In the $\texttt{Ro}-\texttt{En}$ direction, the BLEU score of the Full setup dominates the score of the other approaches. Furthermore, the performance of BT decays after a few training steps. In the $\texttt{En}-\texttt{Ro}$ direction, the BLEU score for the BT and M-BT reach a plateau about 1 point under Full. Those charts illustrate the positive effect of the cross-translation terms. We contrast the BLEU curves with the back-translation loss curves in Figure 3(c) and 3(d). We see that even that though the BT configuration achieves the lowest back-translation loss, it does not attain the largest BLEU score. This demonstrates that using back-translation for the desired (source, target) pair alone is not the best task for the fine-tuning phase. We see that the multilinguality helps, as adding more back-translation terms with other languages involved improves the BLEU score at the cost of higher back-translation errors. From this viewpoint, the multilinguality acts as a regularizer, as it does for traditional supervised machine translation.

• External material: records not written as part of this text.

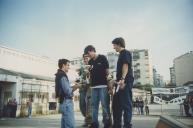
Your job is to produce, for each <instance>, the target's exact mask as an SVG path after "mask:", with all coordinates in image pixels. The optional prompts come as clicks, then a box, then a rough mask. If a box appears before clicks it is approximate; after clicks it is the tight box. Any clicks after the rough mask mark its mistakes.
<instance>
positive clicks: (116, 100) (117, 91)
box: [112, 37, 134, 128]
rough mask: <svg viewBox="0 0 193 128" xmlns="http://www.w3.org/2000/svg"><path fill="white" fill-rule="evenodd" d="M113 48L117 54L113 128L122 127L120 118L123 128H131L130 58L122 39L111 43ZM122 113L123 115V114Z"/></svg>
mask: <svg viewBox="0 0 193 128" xmlns="http://www.w3.org/2000/svg"><path fill="white" fill-rule="evenodd" d="M112 44H113V48H114V49H115V51H116V52H119V57H118V61H117V70H116V71H117V72H116V81H117V83H118V84H117V85H116V88H115V93H114V96H113V128H121V127H122V116H123V122H124V126H123V127H124V128H131V127H132V124H131V119H132V99H133V98H132V88H133V81H134V78H133V71H132V56H131V53H130V52H129V51H128V50H126V49H125V41H124V39H123V38H122V37H120V38H116V39H114V40H113V41H112ZM123 113H124V114H123Z"/></svg>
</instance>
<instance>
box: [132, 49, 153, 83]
mask: <svg viewBox="0 0 193 128" xmlns="http://www.w3.org/2000/svg"><path fill="white" fill-rule="evenodd" d="M131 53H132V58H133V74H134V79H135V81H134V85H136V84H140V85H146V84H151V85H152V84H153V77H152V70H151V65H150V62H149V52H148V50H147V49H142V50H136V49H135V50H131Z"/></svg>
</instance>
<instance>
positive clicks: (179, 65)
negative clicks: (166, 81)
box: [173, 51, 193, 86]
mask: <svg viewBox="0 0 193 128" xmlns="http://www.w3.org/2000/svg"><path fill="white" fill-rule="evenodd" d="M173 62H174V69H175V77H176V86H182V85H184V84H185V83H187V82H191V81H193V52H192V51H190V52H188V53H186V54H184V55H181V56H179V57H177V58H175V59H174V61H173Z"/></svg>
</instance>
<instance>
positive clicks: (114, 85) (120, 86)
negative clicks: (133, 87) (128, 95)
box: [108, 80, 125, 95]
mask: <svg viewBox="0 0 193 128" xmlns="http://www.w3.org/2000/svg"><path fill="white" fill-rule="evenodd" d="M115 85H117V87H116V90H115V93H117V92H118V91H119V90H123V89H124V88H125V83H124V81H122V80H120V81H119V82H116V81H115V80H110V81H109V82H108V89H109V94H111V95H112V94H113V88H114V86H115Z"/></svg>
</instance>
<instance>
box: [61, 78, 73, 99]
mask: <svg viewBox="0 0 193 128" xmlns="http://www.w3.org/2000/svg"><path fill="white" fill-rule="evenodd" d="M60 81H61V85H62V90H63V92H64V94H65V95H67V96H72V88H71V87H70V83H69V81H68V80H67V78H66V77H62V79H61V80H60Z"/></svg>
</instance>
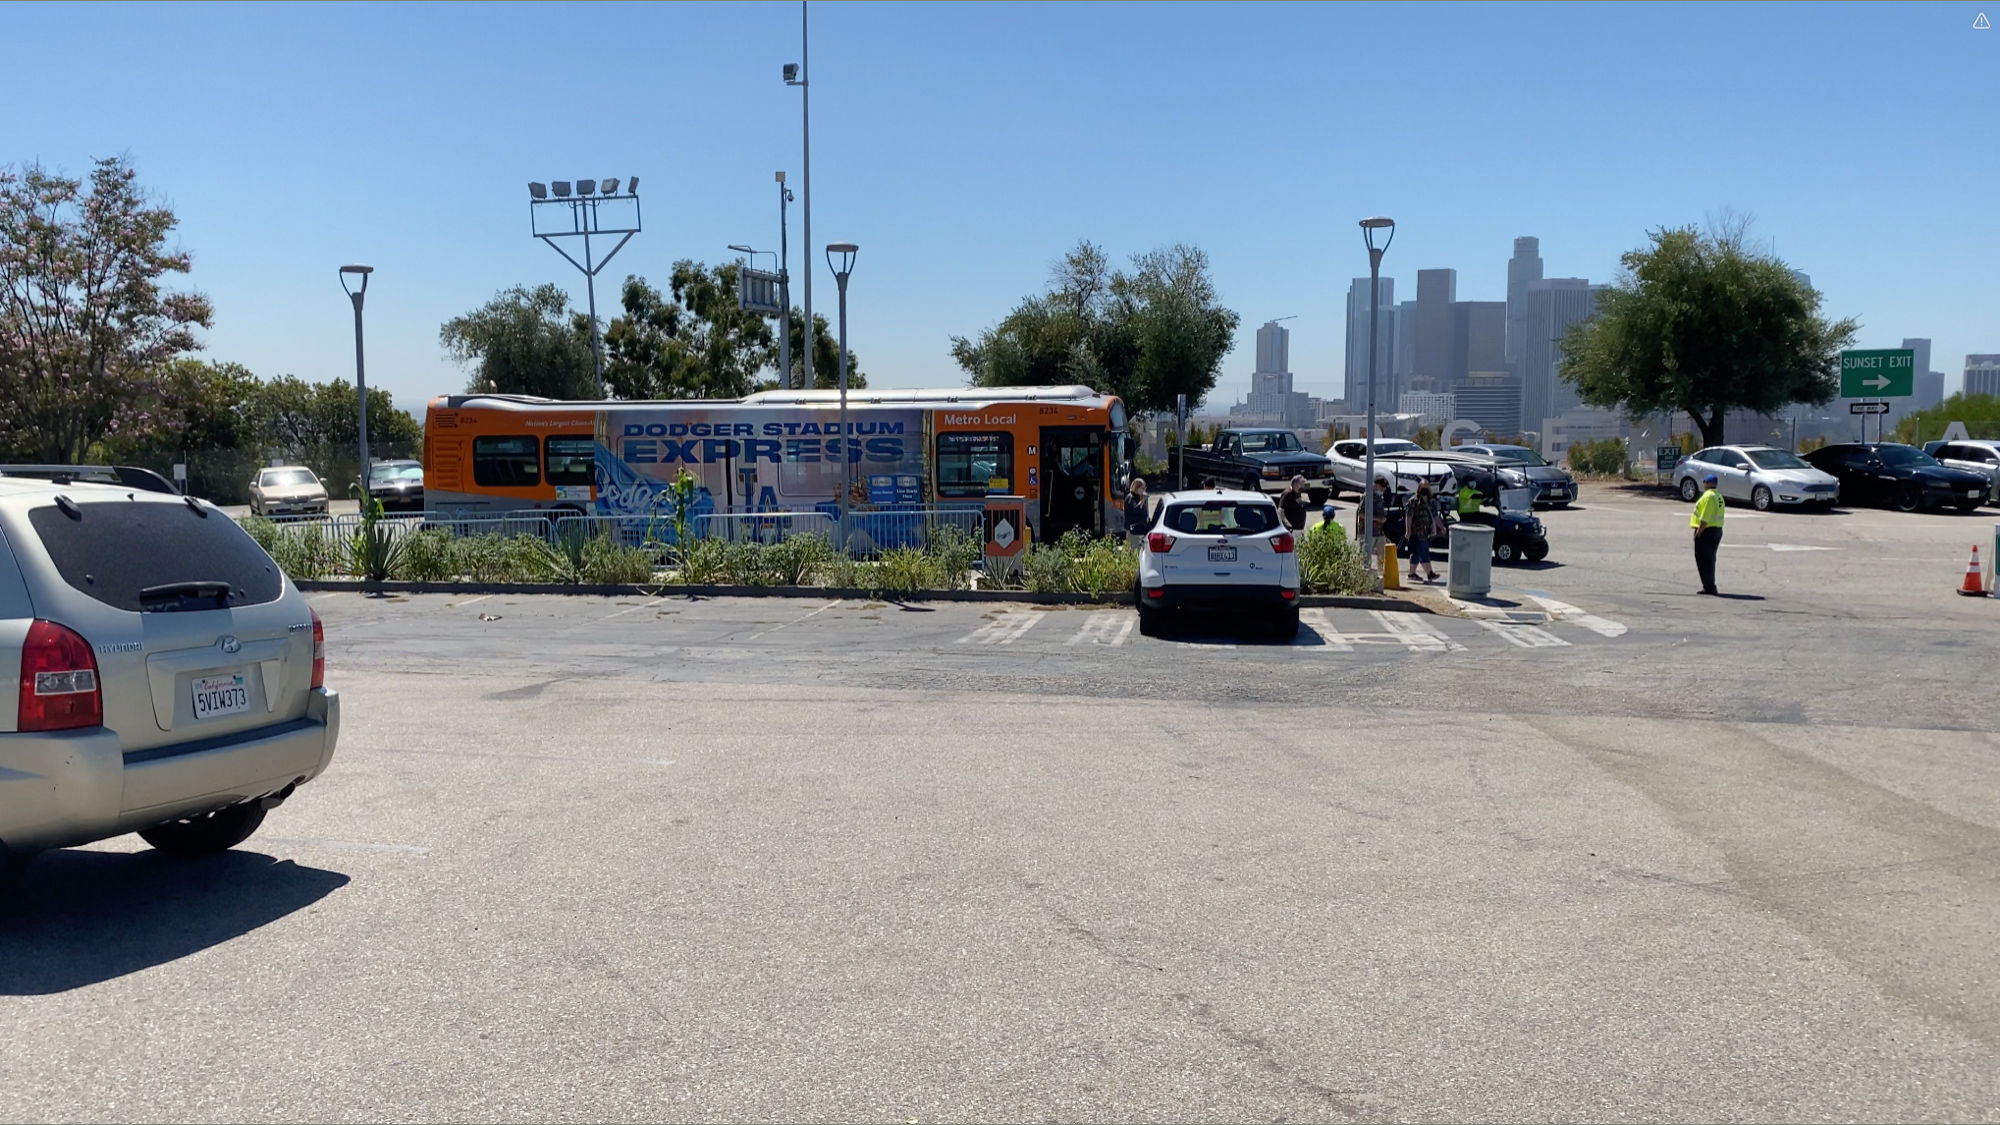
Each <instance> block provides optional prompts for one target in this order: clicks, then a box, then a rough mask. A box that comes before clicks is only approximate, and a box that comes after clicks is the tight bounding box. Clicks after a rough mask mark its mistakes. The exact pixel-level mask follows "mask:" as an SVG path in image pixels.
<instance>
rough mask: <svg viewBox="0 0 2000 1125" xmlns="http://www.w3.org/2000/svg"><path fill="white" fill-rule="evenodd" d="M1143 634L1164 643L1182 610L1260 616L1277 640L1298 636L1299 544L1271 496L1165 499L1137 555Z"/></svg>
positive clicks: (1152, 522) (1232, 491)
mask: <svg viewBox="0 0 2000 1125" xmlns="http://www.w3.org/2000/svg"><path fill="white" fill-rule="evenodd" d="M1134 601H1136V603H1138V629H1140V633H1142V635H1146V637H1158V633H1160V625H1162V619H1164V615H1168V613H1174V611H1180V609H1200V607H1206V609H1242V611H1252V613H1260V615H1264V617H1266V621H1268V623H1270V629H1272V633H1274V635H1278V637H1292V635H1294V633H1298V540H1296V538H1294V536H1292V532H1288V530H1284V522H1282V520H1280V518H1278V504H1274V502H1272V500H1270V496H1266V494H1262V492H1252V490H1238V488H1212V490H1202V492H1166V494H1160V496H1156V498H1154V504H1152V524H1150V526H1148V530H1146V536H1144V540H1140V550H1138V589H1136V591H1134Z"/></svg>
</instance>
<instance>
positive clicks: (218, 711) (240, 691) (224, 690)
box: [194, 675, 250, 719]
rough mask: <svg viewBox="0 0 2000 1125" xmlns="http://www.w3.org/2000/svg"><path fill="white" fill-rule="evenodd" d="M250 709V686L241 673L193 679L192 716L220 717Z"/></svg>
mask: <svg viewBox="0 0 2000 1125" xmlns="http://www.w3.org/2000/svg"><path fill="white" fill-rule="evenodd" d="M244 711H250V687H248V685H246V683H244V677H242V675H230V677H198V679H196V681H194V717H196V719H222V717H224V715H242V713H244Z"/></svg>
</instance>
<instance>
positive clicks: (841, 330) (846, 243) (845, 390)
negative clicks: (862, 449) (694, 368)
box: [808, 242, 860, 546]
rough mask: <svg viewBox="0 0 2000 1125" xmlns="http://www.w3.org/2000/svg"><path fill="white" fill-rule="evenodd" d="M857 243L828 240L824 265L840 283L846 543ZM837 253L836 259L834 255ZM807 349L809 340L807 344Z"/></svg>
mask: <svg viewBox="0 0 2000 1125" xmlns="http://www.w3.org/2000/svg"><path fill="white" fill-rule="evenodd" d="M856 252H860V246H856V244H854V242H828V244H826V268H830V270H834V282H836V284H838V286H840V542H842V546H844V544H846V534H848V490H850V488H852V476H854V452H852V444H850V442H852V440H854V432H852V430H850V428H848V274H852V272H854V254H856ZM836 254H838V256H840V260H838V262H836V260H834V256H836ZM808 350H810V344H808Z"/></svg>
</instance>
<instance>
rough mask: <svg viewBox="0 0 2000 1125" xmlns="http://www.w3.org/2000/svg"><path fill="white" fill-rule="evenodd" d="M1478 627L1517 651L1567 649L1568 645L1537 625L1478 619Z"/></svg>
mask: <svg viewBox="0 0 2000 1125" xmlns="http://www.w3.org/2000/svg"><path fill="white" fill-rule="evenodd" d="M1480 627H1482V629H1486V631H1488V633H1492V635H1496V637H1500V639H1502V641H1506V643H1508V645H1514V647H1518V649H1568V645H1570V643H1568V641H1564V639H1562V637H1556V635H1554V633H1550V631H1546V629H1542V627H1538V625H1524V623H1518V621H1490V619H1480Z"/></svg>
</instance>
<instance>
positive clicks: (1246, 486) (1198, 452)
mask: <svg viewBox="0 0 2000 1125" xmlns="http://www.w3.org/2000/svg"><path fill="white" fill-rule="evenodd" d="M1182 462H1186V472H1188V484H1200V480H1202V478H1204V476H1212V478H1214V480H1216V484H1224V486H1230V488H1236V486H1242V488H1244V490H1246V492H1284V490H1286V488H1290V486H1292V476H1300V474H1304V478H1306V482H1308V492H1310V494H1312V502H1314V504H1320V502H1324V500H1326V496H1328V488H1330V480H1328V476H1330V474H1332V466H1330V464H1328V462H1326V458H1324V456H1320V454H1316V452H1312V450H1308V448H1306V446H1304V442H1300V440H1298V434H1294V432H1292V430H1270V428H1256V430H1252V428H1242V430H1218V432H1216V440H1212V442H1208V444H1206V446H1188V448H1186V450H1182V448H1180V446H1174V448H1168V450H1166V470H1168V480H1178V478H1180V468H1182Z"/></svg>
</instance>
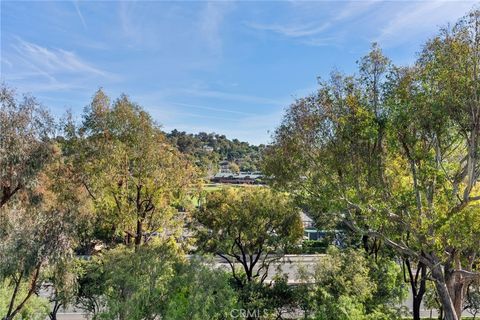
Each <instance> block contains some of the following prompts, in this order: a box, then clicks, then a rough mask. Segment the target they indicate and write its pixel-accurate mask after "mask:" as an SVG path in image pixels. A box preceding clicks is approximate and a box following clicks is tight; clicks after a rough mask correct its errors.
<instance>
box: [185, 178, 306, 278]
mask: <svg viewBox="0 0 480 320" xmlns="http://www.w3.org/2000/svg"><path fill="white" fill-rule="evenodd" d="M194 219H195V221H196V222H197V223H198V225H199V227H198V228H197V237H198V245H199V248H201V249H202V250H203V251H205V252H210V253H213V254H215V255H218V256H219V257H221V258H222V259H224V260H225V261H226V262H227V263H228V264H229V265H230V267H231V270H232V276H233V277H234V278H235V280H236V282H237V284H238V285H239V286H240V287H243V286H244V285H245V281H246V282H247V283H250V282H253V281H257V280H258V281H259V282H260V283H263V281H264V280H265V278H266V277H267V273H268V269H269V266H270V264H271V263H272V262H273V261H275V260H277V259H279V258H280V257H281V256H282V254H283V252H284V249H285V246H286V245H288V244H292V243H296V242H297V241H298V240H299V239H300V238H301V237H302V235H303V228H302V223H301V221H300V214H299V209H298V208H296V207H295V206H294V205H293V202H292V200H291V199H290V198H289V197H288V195H286V194H284V193H278V192H274V191H272V190H270V189H268V188H263V187H246V188H241V189H234V188H228V189H222V190H219V191H214V192H211V193H209V194H207V196H206V201H205V203H204V204H203V205H202V206H201V207H200V209H199V210H197V211H196V212H195V214H194ZM236 263H238V264H240V266H241V268H243V271H244V277H243V276H242V275H241V274H239V273H238V272H237V271H236V268H235V264H236Z"/></svg>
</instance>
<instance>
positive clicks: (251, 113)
mask: <svg viewBox="0 0 480 320" xmlns="http://www.w3.org/2000/svg"><path fill="white" fill-rule="evenodd" d="M173 104H174V105H177V106H181V107H186V108H193V109H200V110H208V111H217V112H220V113H232V114H238V115H244V116H253V115H254V114H253V113H249V112H242V111H236V110H233V109H227V108H216V107H208V106H199V105H196V104H189V103H173Z"/></svg>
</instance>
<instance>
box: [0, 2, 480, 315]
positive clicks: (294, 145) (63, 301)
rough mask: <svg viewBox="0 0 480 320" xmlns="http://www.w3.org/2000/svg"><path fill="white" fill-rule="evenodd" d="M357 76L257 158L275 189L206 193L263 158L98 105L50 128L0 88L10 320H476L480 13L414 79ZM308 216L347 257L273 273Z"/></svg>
mask: <svg viewBox="0 0 480 320" xmlns="http://www.w3.org/2000/svg"><path fill="white" fill-rule="evenodd" d="M358 67H359V69H358V74H353V75H345V74H341V73H339V72H333V73H332V75H331V78H330V79H328V80H324V81H320V83H319V89H318V91H317V92H316V93H315V94H312V95H310V96H307V97H305V98H301V99H298V100H297V101H295V102H294V103H293V104H292V105H291V106H290V108H289V109H288V110H287V112H286V114H285V117H284V119H283V122H282V124H281V125H280V126H279V127H278V128H277V130H276V131H275V134H274V137H273V138H274V140H273V143H272V144H271V145H270V146H268V147H267V148H266V149H265V150H264V151H263V154H262V157H261V158H262V160H261V162H260V164H261V165H262V166H263V169H264V170H265V172H266V173H267V176H268V177H270V181H269V182H270V186H269V187H266V186H251V187H245V188H217V189H214V190H210V191H208V192H206V190H205V189H204V188H203V185H202V179H203V178H204V176H205V171H209V170H213V167H214V164H216V163H217V162H218V161H219V160H226V161H230V162H238V165H239V166H240V167H242V165H243V166H244V167H243V168H244V169H245V170H253V169H254V168H253V167H251V168H250V167H249V168H248V169H247V167H248V166H255V168H256V166H257V165H258V163H259V162H258V161H259V159H260V155H259V153H260V151H262V149H263V148H261V147H258V148H257V147H253V146H249V145H248V144H246V143H241V142H239V141H237V140H233V141H229V140H227V139H226V138H225V137H224V136H218V135H214V134H204V133H200V134H198V135H189V134H185V133H181V132H178V131H173V132H172V133H170V134H165V133H164V132H162V131H161V129H160V127H159V126H158V125H157V124H156V123H155V122H154V121H153V119H152V118H151V116H150V115H149V114H148V113H147V112H146V111H145V110H144V109H143V108H142V107H141V106H139V105H137V104H136V103H134V102H132V101H131V100H130V99H129V98H128V97H127V96H125V95H122V96H120V97H119V98H118V99H116V100H114V101H111V100H110V98H109V97H107V96H106V95H105V94H104V92H102V91H101V90H99V91H97V92H96V93H95V94H94V96H93V97H92V101H91V103H90V104H89V105H88V106H87V107H86V108H85V110H84V113H83V115H82V118H81V120H80V121H74V120H73V119H72V117H71V116H70V115H68V114H67V115H66V116H65V117H64V118H63V119H62V120H60V121H58V120H55V119H53V118H52V117H51V116H50V115H49V113H48V111H47V110H46V108H45V107H43V106H42V105H41V104H39V103H38V102H37V101H36V100H35V99H34V98H33V97H29V96H24V97H19V96H18V95H17V94H16V93H15V91H14V90H12V89H10V88H8V87H6V86H4V85H2V87H1V90H0V101H1V109H0V315H1V317H2V319H4V320H12V319H21V318H28V319H44V318H45V317H46V316H48V317H50V319H56V317H57V313H58V312H59V310H61V309H62V307H65V306H75V307H76V308H79V309H81V310H83V311H84V312H86V313H88V314H89V316H91V317H92V318H94V319H112V320H113V319H119V320H126V319H128V320H131V319H133V320H135V319H138V320H140V319H230V318H239V317H240V318H249V319H252V318H263V319H282V318H287V317H294V316H297V317H302V318H306V319H329V320H330V319H338V320H340V319H341V320H347V319H354V320H362V319H365V320H367V319H368V320H373V319H378V320H380V319H401V318H402V317H405V316H408V314H407V313H406V310H405V308H404V307H402V301H404V299H405V297H406V294H407V291H408V290H409V291H410V292H411V294H412V296H413V306H412V307H413V314H412V315H413V318H414V319H419V318H420V314H419V311H420V304H421V302H422V301H424V302H425V303H426V305H428V306H431V307H432V308H437V309H438V310H439V313H440V317H441V318H443V319H447V320H458V319H460V318H461V316H462V312H463V311H464V310H470V311H471V312H472V313H473V314H476V313H478V310H480V306H479V305H480V304H479V287H480V211H479V205H478V203H479V202H478V201H480V195H479V188H478V185H477V181H478V179H479V177H480V169H479V168H480V156H479V154H480V152H479V149H480V148H479V147H480V80H479V79H480V11H472V12H471V13H469V14H468V15H467V16H466V17H465V18H463V19H462V20H460V21H459V22H458V23H457V24H456V25H455V26H453V27H452V28H449V29H444V30H441V31H440V33H439V34H438V35H437V36H436V37H434V38H433V39H431V40H429V41H428V42H427V43H426V44H425V46H424V47H423V49H422V51H421V53H420V54H419V58H418V60H417V61H416V63H415V64H414V65H413V66H411V67H398V66H394V65H393V64H392V63H391V61H390V60H389V59H388V58H387V57H385V56H384V55H383V53H382V51H381V49H380V48H379V47H378V46H377V45H373V47H372V50H371V51H370V53H368V54H367V55H366V56H365V57H363V58H362V59H360V60H359V64H358ZM210 148H211V149H210ZM242 161H244V162H243V163H242ZM193 198H194V199H197V200H198V201H196V203H198V205H196V203H195V205H194V203H193V201H192V199H193ZM302 210H303V211H305V212H307V213H308V214H310V215H311V216H312V217H313V218H314V219H315V222H316V224H317V226H318V227H319V228H322V229H330V230H334V231H333V233H336V232H337V231H340V232H341V234H342V240H341V241H340V242H338V243H336V246H331V247H329V248H328V250H327V252H326V254H325V255H323V256H320V257H318V256H315V257H318V262H317V263H316V264H315V265H313V266H312V268H306V267H303V268H300V269H299V270H298V271H297V272H296V273H297V274H293V275H292V274H291V273H290V274H284V273H283V271H282V270H280V269H277V268H278V267H279V265H281V262H282V259H283V258H284V255H285V253H286V252H287V251H288V250H292V248H297V250H299V248H302V246H301V239H302V231H303V230H302V223H301V219H300V212H301V211H302ZM187 253H189V254H188V255H187ZM220 262H224V264H223V265H224V266H226V267H225V268H222V267H220V266H219V264H220ZM289 276H290V278H289ZM292 281H294V282H295V285H291V282H292Z"/></svg>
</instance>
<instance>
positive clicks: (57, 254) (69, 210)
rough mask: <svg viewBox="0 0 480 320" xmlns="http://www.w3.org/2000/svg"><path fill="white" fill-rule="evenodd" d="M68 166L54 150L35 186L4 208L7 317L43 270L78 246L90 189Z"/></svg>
mask: <svg viewBox="0 0 480 320" xmlns="http://www.w3.org/2000/svg"><path fill="white" fill-rule="evenodd" d="M56 150H58V149H56ZM68 171H69V170H68V168H67V167H66V166H65V165H64V163H63V161H62V157H61V156H60V155H59V154H56V156H55V158H54V160H52V161H51V163H49V164H48V165H47V166H45V167H44V168H43V170H42V171H41V172H40V173H39V174H38V175H37V178H36V184H35V186H34V187H31V188H29V190H22V191H19V192H18V193H17V195H16V196H15V199H11V200H10V201H9V202H8V203H7V204H6V205H4V206H3V207H2V215H1V223H0V236H1V237H0V280H1V281H2V282H3V283H7V282H8V283H9V284H10V287H11V292H10V294H9V298H8V308H7V309H6V312H5V314H3V315H2V317H3V319H5V320H10V319H13V318H14V317H15V316H16V315H18V314H21V313H22V312H23V311H22V310H23V309H24V308H25V307H26V306H28V301H29V300H30V299H31V298H32V296H33V295H35V294H36V293H37V292H38V290H39V288H40V285H41V282H42V279H43V278H44V276H45V272H46V271H47V270H52V269H53V270H54V269H56V267H57V266H59V265H60V264H61V263H62V262H63V261H66V260H68V259H69V257H70V256H71V254H72V249H73V248H74V247H75V242H76V224H77V222H78V221H79V220H80V219H83V218H84V217H85V216H84V214H85V212H88V211H89V207H88V201H86V199H87V198H86V193H85V192H82V190H81V189H79V188H78V186H77V185H75V184H71V183H70V179H69V174H68Z"/></svg>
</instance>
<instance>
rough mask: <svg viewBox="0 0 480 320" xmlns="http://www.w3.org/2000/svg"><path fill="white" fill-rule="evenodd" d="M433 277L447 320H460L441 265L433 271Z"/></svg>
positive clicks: (435, 287) (445, 318) (437, 292)
mask: <svg viewBox="0 0 480 320" xmlns="http://www.w3.org/2000/svg"><path fill="white" fill-rule="evenodd" d="M432 277H433V278H434V280H435V281H434V282H435V288H436V289H437V294H438V299H439V300H440V304H441V306H442V310H443V314H444V316H445V320H459V318H458V316H457V312H456V311H455V307H454V305H453V301H452V299H451V297H450V293H449V291H448V288H447V284H446V281H445V277H444V275H443V270H442V267H441V266H440V265H438V264H437V265H436V266H435V267H434V268H433V269H432Z"/></svg>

Impact of the choice of auxiliary language

In this study, we examine the impact of the choice of auxiliary language. We perform the same pre-training and fine-tuning procedure using either French, Spanish or Czech as the auxiliary language for the English-Romanian pair, with relevant parallel data of this auxiliary language into English. To isolate the effect of the language choice, we fixed the amount of monolingual data of the auxiliary language to roughly $40$ million examples, as well as roughly $12.5$ million lines of parallel data in the X-English direction. Table 3 shows the results, indicating that using French or Spanish yields similar BLEU scores. Using Czech induces inferior performance, demonstrating that choosing a suitable auxiliary language plays an important role for optimal performance. The configuration using Czech still outperforms the baselines, showing the value of having any auxiliary parallel data at all.

Conclusion and Future Work

In this work, we explored a simple multilingual approach to UNMT and demonstrated that multilinguality and auxiliary parallel data offer quantifiable gains over strong baselines. We hope to explore massively multilingual unsupervised machine translation in the future.